Subject: Re: [ublas] Matrix multiplication performance
From: Michael Lehn (michael.lehn_at_[hidden])
Date: 2016-01-27 10:41:19
> - It is row major, as I can think easier that way. So it needs a different packing routine.
Having specialised packing routines for a certain micro-kernel is ok and not unusual. In general that
is what you need to achieve the best performance. On some machines the broadcast instruction (filling
all slots of a vector register) is really slow. In this case it pays off to pack aligned duplicates of the value
into the puffer. So instead of broadcasting the (possibly) faster mov-instruction can be used.

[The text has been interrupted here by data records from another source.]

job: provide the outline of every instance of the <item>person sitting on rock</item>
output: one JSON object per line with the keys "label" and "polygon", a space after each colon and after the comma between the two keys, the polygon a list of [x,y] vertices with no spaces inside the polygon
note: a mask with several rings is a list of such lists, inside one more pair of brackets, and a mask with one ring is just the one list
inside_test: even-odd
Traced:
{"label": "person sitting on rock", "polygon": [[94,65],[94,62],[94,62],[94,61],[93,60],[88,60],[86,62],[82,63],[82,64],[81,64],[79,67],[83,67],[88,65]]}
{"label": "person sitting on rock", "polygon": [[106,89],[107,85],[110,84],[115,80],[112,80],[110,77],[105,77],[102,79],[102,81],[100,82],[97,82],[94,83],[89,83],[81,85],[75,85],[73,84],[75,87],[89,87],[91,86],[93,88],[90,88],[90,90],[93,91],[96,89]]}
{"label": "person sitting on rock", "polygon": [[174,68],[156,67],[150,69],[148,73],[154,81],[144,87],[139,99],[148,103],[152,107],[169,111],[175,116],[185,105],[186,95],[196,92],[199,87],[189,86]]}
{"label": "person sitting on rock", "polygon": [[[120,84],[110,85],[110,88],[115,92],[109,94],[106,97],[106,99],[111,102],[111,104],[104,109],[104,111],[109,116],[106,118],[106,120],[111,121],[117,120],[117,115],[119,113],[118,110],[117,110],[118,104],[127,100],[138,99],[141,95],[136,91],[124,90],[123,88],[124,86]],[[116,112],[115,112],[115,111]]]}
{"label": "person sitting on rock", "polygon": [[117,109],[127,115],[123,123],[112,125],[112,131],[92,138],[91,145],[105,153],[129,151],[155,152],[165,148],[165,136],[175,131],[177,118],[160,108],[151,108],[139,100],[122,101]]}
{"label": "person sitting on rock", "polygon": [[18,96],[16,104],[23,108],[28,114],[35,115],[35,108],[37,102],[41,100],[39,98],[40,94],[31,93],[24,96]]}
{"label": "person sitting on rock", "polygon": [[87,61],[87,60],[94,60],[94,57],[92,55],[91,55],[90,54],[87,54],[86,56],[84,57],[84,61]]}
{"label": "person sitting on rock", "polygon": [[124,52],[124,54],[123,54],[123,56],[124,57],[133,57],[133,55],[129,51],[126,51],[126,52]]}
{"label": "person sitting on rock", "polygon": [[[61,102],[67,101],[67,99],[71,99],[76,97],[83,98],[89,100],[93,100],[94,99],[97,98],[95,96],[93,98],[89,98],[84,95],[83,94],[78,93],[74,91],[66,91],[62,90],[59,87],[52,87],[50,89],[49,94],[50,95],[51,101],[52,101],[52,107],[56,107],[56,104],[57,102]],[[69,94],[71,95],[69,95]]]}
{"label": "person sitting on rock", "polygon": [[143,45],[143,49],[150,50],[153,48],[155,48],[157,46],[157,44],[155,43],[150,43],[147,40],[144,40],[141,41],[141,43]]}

This was at least the case for the Intel Core 2-Duo. Since Haswell the broadcast is much faster. But
thats just an example.
But back to the point: You can consider packing+ugemm being a single component that internally play along.
> - It won't compile on gcc 4.6, as that compiler is unwilling to do vbroadcastsd.
> - It assumes that the A & B arrays are properly aligned. (gcc won't emit unaligned vector stores for simd arrays)
Thats also ok. You are packing the blocks the way the ugemm kernel wants them.
> - It is really sensitive to block size. On my old AMD box it come within 90% to Michael's AVX kernel with KC=64, MR=8, & NR = 16, while on my AVX2 box it gets within 70% to Michael's FMA kernel with KC=64, MR=8, & NR=32. Part of the reason for the difference is that I cannot persuade gcc to accumulate to register.
Yes, if you really want peak performance on different machines you will need more than one micro-kernel. Even
on a particular machine you sometime have to switch between 4x8, 8x4, 2x16 kernels. And these can be realised
by different algorithms. But in my opinion these are details. The design should be such, that packing+ugemm is
a component that easily can be added (just adding a ugemm_myimpl.hpp) somewhere. I think packing+ugemm
is just a detail that requires Fleissarbeit or experts like the BLIS guys. If you can ship a version of uBLAS with
reasonable good micro-kernels it should be more than good enough for the moment.
More important would be choosing the block sizes MC, KC and NC at runtime depending on the problem size. If
you look at my benchmarks
You see there is a sharp bend at N=1600 and B=2300. If you increase the number of threads it becomes even
more obvious. Thats easy to explain as 1600/256 = 6.25 and 2300/256 = 8,98.. While on this machine MC should
be about 256 it should vary by a multiple of MR such that all blocks have about the same size. Again this is a detail
and as my code is indented to be simple and suitable for teaching it is ok. But the right thing is simply a function
that (could) compute MC, KC, NC depending on the element type and matrix dimensions.